The theory of liability of National is less clear. The complaint merely alleges that National leased the automobile to Kentucky. However, in the third party complaint National pleads ownership of the automobile. This would give rise to liability by operation of law under the owner's liability statute, MCLA 257.401; MSA 9.2101, which likewise is merely a passive or secondary theory of negligence. Boucher v Thomsen, 328 Mich. 312, 316; 43 N.W.2d 866 (1950), Provencal v Parker, supra at 438.
In considering motions for summary judgment under GCR 1963, 117.2(1), we accept all well-pled allegations contained in the pleadings as true. Bielski v Wolverine Insurance Co, 379 Mich. 280, 283; 150 N.W.2d 788 (1967).

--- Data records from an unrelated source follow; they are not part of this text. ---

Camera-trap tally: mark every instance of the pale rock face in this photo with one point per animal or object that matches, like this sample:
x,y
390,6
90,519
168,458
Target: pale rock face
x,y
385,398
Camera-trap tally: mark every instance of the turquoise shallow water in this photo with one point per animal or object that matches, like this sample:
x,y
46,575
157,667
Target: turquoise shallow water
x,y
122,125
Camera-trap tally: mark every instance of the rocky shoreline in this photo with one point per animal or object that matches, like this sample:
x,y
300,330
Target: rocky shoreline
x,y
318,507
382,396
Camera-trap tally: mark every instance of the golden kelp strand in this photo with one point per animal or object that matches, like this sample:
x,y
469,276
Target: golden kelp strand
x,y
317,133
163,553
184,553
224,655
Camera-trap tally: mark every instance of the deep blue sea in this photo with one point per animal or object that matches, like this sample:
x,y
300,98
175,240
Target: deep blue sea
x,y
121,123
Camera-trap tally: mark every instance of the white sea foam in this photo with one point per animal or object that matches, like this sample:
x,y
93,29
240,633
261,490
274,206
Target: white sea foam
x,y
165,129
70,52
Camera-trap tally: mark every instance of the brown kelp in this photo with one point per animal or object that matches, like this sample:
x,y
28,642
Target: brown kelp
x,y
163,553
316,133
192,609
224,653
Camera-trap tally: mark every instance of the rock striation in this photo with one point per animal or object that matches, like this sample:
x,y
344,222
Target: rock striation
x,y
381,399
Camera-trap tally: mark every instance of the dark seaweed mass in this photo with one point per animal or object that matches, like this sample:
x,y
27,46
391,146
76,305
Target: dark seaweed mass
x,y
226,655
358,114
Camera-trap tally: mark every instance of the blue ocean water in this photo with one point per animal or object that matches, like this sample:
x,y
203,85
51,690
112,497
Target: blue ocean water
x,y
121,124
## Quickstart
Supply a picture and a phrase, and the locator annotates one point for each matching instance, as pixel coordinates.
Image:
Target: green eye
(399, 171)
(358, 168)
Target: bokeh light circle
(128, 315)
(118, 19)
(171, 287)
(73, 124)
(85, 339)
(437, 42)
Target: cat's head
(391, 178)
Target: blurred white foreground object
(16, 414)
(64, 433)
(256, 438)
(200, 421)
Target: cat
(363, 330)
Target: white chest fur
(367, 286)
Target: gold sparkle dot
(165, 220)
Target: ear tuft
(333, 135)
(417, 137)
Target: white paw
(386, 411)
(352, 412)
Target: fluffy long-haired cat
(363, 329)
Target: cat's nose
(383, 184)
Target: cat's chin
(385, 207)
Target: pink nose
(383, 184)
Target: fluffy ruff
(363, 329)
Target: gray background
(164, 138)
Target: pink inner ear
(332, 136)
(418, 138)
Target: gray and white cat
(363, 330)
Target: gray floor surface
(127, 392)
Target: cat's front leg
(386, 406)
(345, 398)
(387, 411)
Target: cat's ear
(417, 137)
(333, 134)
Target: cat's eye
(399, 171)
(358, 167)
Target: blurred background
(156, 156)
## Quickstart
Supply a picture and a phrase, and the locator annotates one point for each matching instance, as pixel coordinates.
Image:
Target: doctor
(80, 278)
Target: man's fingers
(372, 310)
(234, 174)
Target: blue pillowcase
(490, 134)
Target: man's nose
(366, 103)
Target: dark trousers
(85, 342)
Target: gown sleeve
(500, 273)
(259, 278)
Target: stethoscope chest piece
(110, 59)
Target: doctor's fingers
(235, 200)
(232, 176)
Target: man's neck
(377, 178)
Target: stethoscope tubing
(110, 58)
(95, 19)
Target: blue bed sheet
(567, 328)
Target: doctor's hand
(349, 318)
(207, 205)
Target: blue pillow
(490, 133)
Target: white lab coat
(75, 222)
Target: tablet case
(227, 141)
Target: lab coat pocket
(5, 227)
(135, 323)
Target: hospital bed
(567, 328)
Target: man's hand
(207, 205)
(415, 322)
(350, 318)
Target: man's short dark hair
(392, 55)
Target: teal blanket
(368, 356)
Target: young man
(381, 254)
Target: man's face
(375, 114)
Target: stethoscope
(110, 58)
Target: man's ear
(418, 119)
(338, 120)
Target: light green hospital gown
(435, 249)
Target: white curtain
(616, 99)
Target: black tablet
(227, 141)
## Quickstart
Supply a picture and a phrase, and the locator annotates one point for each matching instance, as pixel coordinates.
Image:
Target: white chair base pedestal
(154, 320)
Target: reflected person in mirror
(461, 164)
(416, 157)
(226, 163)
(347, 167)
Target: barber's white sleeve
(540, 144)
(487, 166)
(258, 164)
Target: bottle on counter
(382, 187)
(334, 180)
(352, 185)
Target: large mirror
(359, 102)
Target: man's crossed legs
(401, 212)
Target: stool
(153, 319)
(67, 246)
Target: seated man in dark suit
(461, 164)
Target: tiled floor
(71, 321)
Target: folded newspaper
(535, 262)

We must accept appellants' allegations that the appellee acted negligently. Since the original complaint only premises appellants' liability on passive or secondary theory of negligence, they would be entitled to indemnity from the appellee for damages apportionable to the refracture, if the appellee is found to have acted negligently.
In granting the motion for summary judgment, the trial judge stated that he felt the issues were "much too complicated for the jury to try". This exceeded the scope of a motion for summary judgment under GCR 1963, 117.2(1). The only question is whether the third party complaint stated a cause of action for indemnity. The court had already ruled on the third party impleader action, and had permitted it by an order dated April 17, 1974.
We need not discuss the applicability of contribution in view of our holding regarding possible damages under the theory of indemnity. See Gertz v Campbell, 55 Ill.2d 84; 302 N.E.2d 40 (1973). See also 18 Am Jur 2d, Contribution, § 39, p 57.
Reversed and remanded for proceedings consistent with this opinion. Costs to abide the outcome.